Alongside the wave of Syrian Kurdish refugees into Turkey this month is an equally unsettling story: alarming gains by the Islamic State in an offensive against a potential ally. Syria’s Kurds carved out their own regional bastion extending west from their main base in the extreme northeast corner of Syria. For two years they have fiercely defended their lands against the Islamic State and other extremists, employing many thousands of veteran Kurdish fighters.
Yet due to these fighters’ ties with the militant leftist Kurdistan Workers Party (PKK)—a designated terrorist organization in the United States and Turkey—and an alliance of convenience of sorts with the Assad regime, the US and the Islamic State’s (ISIS or ISIL) other foes have held them at arm’s length.
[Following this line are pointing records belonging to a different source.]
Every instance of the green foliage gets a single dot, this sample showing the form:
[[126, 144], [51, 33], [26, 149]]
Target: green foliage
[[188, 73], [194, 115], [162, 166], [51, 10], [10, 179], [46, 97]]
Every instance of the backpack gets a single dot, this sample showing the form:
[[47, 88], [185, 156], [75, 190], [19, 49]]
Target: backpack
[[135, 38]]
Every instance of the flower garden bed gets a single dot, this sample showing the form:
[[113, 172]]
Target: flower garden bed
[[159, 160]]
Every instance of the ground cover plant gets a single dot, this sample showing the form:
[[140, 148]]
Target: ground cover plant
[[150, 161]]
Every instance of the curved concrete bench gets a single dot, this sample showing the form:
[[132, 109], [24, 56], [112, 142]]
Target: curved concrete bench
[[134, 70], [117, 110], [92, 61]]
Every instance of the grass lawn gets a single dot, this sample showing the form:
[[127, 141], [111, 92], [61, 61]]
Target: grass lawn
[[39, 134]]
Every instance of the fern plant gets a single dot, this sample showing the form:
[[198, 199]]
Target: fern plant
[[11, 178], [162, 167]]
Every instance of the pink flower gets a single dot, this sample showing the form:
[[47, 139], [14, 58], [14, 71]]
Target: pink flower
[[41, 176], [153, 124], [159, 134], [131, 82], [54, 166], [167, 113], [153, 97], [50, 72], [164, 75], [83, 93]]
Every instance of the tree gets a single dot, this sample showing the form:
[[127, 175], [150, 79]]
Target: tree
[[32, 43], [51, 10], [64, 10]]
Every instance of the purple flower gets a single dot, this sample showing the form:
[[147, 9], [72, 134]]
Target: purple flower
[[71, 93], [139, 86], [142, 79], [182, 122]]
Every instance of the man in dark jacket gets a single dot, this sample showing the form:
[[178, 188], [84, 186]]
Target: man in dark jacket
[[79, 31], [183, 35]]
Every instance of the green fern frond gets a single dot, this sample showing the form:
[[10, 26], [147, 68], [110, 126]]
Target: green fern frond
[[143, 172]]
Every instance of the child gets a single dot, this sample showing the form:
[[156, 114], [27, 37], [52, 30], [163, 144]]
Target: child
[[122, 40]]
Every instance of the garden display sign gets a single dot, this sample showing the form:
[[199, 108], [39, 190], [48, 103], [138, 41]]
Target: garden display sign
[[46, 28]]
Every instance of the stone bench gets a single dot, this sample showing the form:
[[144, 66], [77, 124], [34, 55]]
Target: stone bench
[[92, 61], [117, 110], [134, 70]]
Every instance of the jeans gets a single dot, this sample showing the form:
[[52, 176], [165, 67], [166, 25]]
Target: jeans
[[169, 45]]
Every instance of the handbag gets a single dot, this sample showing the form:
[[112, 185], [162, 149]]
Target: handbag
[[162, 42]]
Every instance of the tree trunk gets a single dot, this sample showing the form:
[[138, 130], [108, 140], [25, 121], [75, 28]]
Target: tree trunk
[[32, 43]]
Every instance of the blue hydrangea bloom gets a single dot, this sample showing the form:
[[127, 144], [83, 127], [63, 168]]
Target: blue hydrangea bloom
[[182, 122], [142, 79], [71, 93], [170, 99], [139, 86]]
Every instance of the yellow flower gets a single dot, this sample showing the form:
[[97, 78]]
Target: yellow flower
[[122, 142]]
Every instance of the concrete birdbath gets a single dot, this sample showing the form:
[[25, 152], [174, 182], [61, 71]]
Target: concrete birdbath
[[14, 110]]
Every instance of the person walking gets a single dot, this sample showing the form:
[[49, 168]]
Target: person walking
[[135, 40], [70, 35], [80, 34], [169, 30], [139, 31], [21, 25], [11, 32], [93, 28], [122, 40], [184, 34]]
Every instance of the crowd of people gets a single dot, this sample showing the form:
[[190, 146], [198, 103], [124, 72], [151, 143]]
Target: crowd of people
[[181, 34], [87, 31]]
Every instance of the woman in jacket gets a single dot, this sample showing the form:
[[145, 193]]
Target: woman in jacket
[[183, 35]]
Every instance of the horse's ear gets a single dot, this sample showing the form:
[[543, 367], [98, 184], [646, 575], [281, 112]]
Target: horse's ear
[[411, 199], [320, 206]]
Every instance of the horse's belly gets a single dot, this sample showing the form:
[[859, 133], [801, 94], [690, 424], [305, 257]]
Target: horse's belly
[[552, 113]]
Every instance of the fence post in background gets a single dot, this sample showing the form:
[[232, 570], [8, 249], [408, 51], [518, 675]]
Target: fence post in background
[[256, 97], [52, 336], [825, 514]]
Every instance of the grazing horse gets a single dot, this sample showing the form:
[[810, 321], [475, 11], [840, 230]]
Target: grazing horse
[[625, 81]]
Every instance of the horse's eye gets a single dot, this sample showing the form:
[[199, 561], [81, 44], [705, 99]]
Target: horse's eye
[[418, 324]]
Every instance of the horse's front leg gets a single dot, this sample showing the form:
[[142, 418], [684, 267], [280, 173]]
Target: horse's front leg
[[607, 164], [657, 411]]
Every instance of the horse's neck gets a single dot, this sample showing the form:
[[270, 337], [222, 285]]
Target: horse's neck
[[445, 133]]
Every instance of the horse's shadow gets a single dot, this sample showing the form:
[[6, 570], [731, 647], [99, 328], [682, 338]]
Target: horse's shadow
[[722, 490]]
Stemming from all this could be severe damage to, and possibly the eventual loss of one of the most effective contingents of indigenous anti-ISIL boots on the ground in Syria.
The Syrian Kurdish World
Comprising roughly 9 percent of the Syrian population, Syrian Kurds mostly inhabit the country’s extreme northeast al-Hasakah Governorate wedged between Iraq and Turkey, large swathes of real estate across northern Syria extending westward. Since 1970, the Kurds have had profound differences with the authoritarian Assad regime, toward which their leading parties pose a threat. So the PKK and other Kurdish parties seeking independence or greater autonomy were banned and suppressed.
Still, given Syria’s adversarial relationship with Turkey, Damascus turned a turned a blind eye toward (or was unable to prevent) PKK operations against Turkish targets during various periods, especially between 1980-99. With or without central government approval, many PKK elements have also been sheltered in Kurdish northwestern Iran and northern Iraq (the latter resulting in numerous Turkish anti-PKK air strikes in Iraqi Kurdistan over the past 20 years).
Despite past differences, Syrian Kurds opted not to attack Syrian forces and maintained a rather distant relationship with Damascus. Since Kurds in Turkey, Iraq, Iran and Syria have had an uneasy relationship with non-Kurdish rulers and local communities for a very long time, Syrian Kurds were wary of Sunni Arab Syrian rebels. That fear grew with the increasing Muslim militancy of large numbers of rebels. So, for over two years, markedly secular Kurds, mostly alone, successfully fought off first the al-Nusra Front and then ISIL.